TULIO HERNANDEZ
EL NACIONAL
I. Cada día es más común, al menos en Caracas, encontrarse a gente comiendo directamente de las bolsas de basura colocadas en las calles para su recolección. Es una de las más tristes evidencias de la tragedia que está viviendo la sociedad venezolana ahora que la nación entera, sin distingos de clase, comienza a cosechar los desafueros de casi dos décadas de sometimiento a ese exabrupto histórico autodenominado socialismo del siglo XXI.
Es cierto que esto ha ocurrido y ocurre en otros países. Pero ese cuadro, salvo cuando se trataba de personas con adicciones o demencia, que escarbaban en la basura buscando objetos aprovechables, lo que se conocía como “recogelatas”, jamás lo habíamos visto en Venezuela. Y verlo ahora, justo cuando se supone que tenemos un gobierno que vino precisamente a luchar contra las desigualdades sociales, a darle al pueblo la “mayor suma de felicidad posible” –como decía el demagogo que nos gobernó quince años– no tiene perdón de Dios.
He observado a estos comensales con tanta prudencia como respeto. Incluso he conversado con algunos de ellos. La mayoría son hombres. Tienen entre 25 y 50 años. Están en sus cabales. Algunos son evidentemente de origen clase media y les avergüenza lo que están haciendo.
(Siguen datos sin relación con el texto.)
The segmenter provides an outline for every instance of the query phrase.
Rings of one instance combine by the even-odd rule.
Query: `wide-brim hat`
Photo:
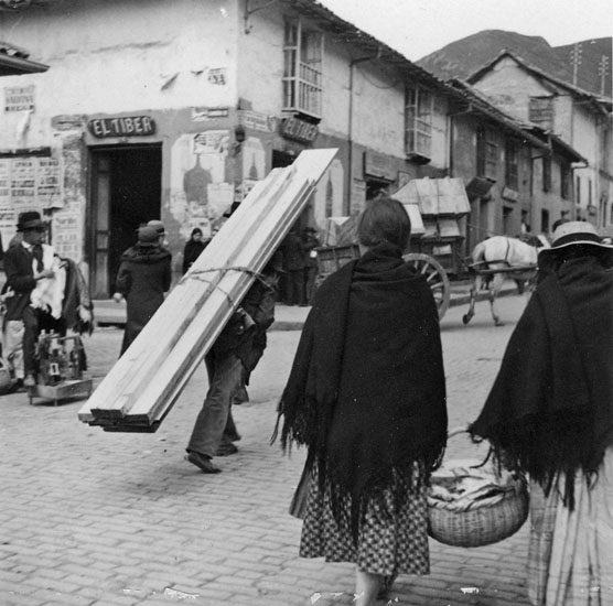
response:
[[[45,224],[41,219],[41,214],[36,210],[26,210],[20,213],[17,219],[17,230],[25,231],[26,229],[44,229]]]
[[[155,229],[149,225],[138,228],[139,246],[158,246],[160,236]]]
[[[591,223],[567,221],[556,228],[552,236],[551,248],[541,250],[540,255],[555,255],[558,250],[579,245],[613,248],[613,245],[603,240]]]
[[[163,236],[166,232],[166,228],[160,219],[151,219],[147,223],[147,227],[152,227],[157,231],[158,236]]]

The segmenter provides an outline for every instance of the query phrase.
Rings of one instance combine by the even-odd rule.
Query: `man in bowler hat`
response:
[[[43,325],[53,328],[54,322],[51,314],[32,305],[32,292],[43,280],[55,275],[55,253],[51,246],[43,244],[45,228],[37,212],[21,213],[17,230],[22,236],[21,244],[9,248],[4,253],[7,285],[14,291],[14,295],[6,301],[6,320],[23,322],[23,386],[34,387],[36,339]]]

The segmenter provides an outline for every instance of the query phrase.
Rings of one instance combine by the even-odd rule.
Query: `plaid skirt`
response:
[[[559,478],[563,486],[564,478]],[[528,596],[535,606],[613,604],[613,448],[589,486],[578,474],[574,509],[530,484]]]
[[[410,486],[399,477],[394,481],[383,500],[372,499],[367,504],[356,543],[349,524],[336,523],[329,491],[320,489],[315,466],[309,483],[300,555],[325,558],[326,562],[353,562],[361,571],[385,576],[429,574],[426,485],[417,465]],[[394,498],[398,489],[405,493],[401,499]],[[396,507],[396,502],[401,505]],[[346,500],[344,519],[348,520],[349,509]]]

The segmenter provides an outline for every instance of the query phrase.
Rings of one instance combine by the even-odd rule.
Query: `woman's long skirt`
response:
[[[563,486],[563,478],[560,480]],[[574,509],[530,485],[528,595],[535,606],[613,605],[613,448],[589,486],[578,474]]]
[[[402,498],[395,499],[397,490],[404,491]],[[348,519],[348,501],[345,505]],[[368,502],[359,523],[357,543],[348,523],[336,523],[329,491],[320,489],[314,469],[309,484],[300,555],[323,556],[326,562],[353,562],[362,571],[385,576],[429,574],[428,504],[417,466],[410,486],[397,477],[395,486],[384,493],[383,501],[372,499]]]

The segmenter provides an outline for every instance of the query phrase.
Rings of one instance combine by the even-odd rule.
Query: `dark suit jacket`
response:
[[[36,288],[32,269],[32,255],[17,245],[4,252],[4,271],[7,273],[6,288],[15,294],[7,299],[6,320],[21,320],[23,310],[30,304],[30,294]]]

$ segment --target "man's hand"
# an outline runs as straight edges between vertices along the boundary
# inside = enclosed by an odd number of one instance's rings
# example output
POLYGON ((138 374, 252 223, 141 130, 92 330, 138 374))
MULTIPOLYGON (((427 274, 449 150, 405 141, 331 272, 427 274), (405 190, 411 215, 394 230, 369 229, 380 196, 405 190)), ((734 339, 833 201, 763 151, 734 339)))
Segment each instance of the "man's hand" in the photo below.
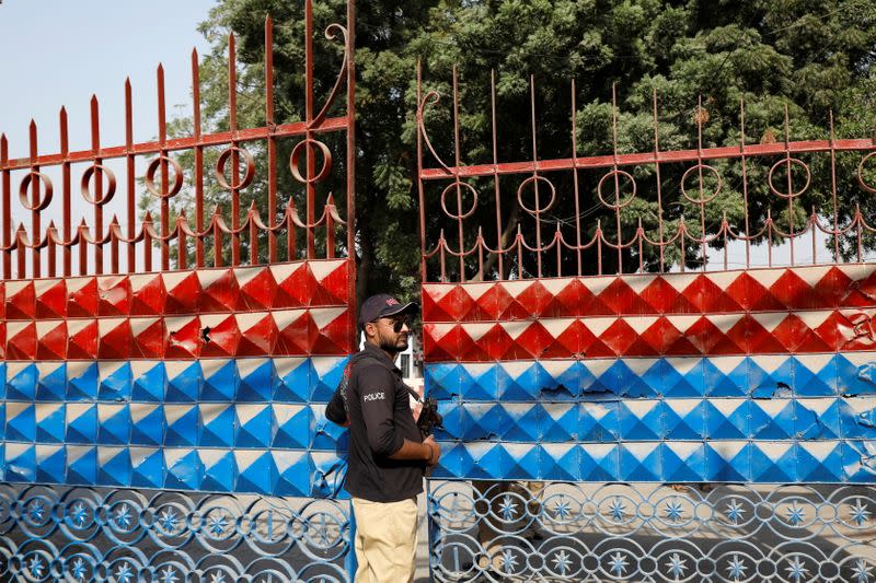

Pero, así de simple, llega la hora del hambre, no tienen dinero para comprar comida, y la bolsa de basura negra de polietileno es su única salida. Uno de ellos, que aguarda todas las noches frente a una pequeña tasca de Chacao a la espera de que saquen la bolsa de basura, me lo explicó con la mirada de alguien que quiere comunicar que aún no ha perdido la dignidad: “Prefiero comer de la basura que pedir limosna”.
II. Lo de la gente hurgando en la basura, además de lo triste y cruel, y de los riesgos por enfermedades que están en juego, se ha convertido en un problema público. En la urgencia, los “comensales” sacan otros desechos de las bolsas, los tiran a los lados y no los vuelven a recoger. Por eso ahora las calles de muchas urbanizaciones de Caracas pasan todo el día llenas de basura derramada y, por supuesto, de moscas y gusanos, pues las empresas encargadas no la pueden recoger.
Antes, al menos en Colinas de Bellos Monte, donde vivo, la amenaza a la basura eran los perros. Había una jauría de perros callejeros que rompían las bolsas buscando comida. Pero ahora los perros, dicen, han desaparecido. Entre las tantas leyendas urbanas que las nuevas condiciones de vida hacen surgir circula la idea de que fueron envenenados por los comedores de basura que encontraban en ellos una fuerte competencia. La idea es macabra. Pero lo cierto es que los perros, salvo excepciones, ya casi no se ven. Seguramente ha funcionado la selección natural. El reino del más fuerte.
III. Algunas personas generosas tratan de poner orden en la tragedia. Por ejemplo, en uno de los restaurantes a cuyo frente aguardan todos los días unas ocho personas que comparten su cena de la bolsa negra, colocada en la calle a eso de las 9:00 de la noche, el equipo de la cocina trata de colocar los desechos aún comestibles en bolsas aparte para que no entren en contacto con, por ejemplo, el papel sanitario usado y los hambrientos puedan comer lo más sano posible.
IV. Escribo esta nota porque ayer vi a uno de los perros de la jauría que meses atrás recorría la zona. Era un perro vistoso. Una mezcla de pastor alemán con alguna otra raza cercana. A todas luces el líder de la manada. Nunca atacó a nadie, pero miraba con algo de superioridad y un poco de desprecio a nuestras mascotas pequeñas. Ahora anda solo. Cabizbajo. Como los perros que han sido apaleados por largo tiempo.
No tiene seguidores. Luce famélico. La piel de los costados deja ver una a una sus costillas. Me miró con la tristeza de los perros tristes, que es como la de los burros peruanos, de la que hablaba el poeta César Vallejo. Ahora escribo en mi casa tan triste como él. Pensando que hasta los perros son víctimas del socialismo del siglo XXI. No lloro porque, como decía mi abuela paterna, los hombres no lloran. Pero sí.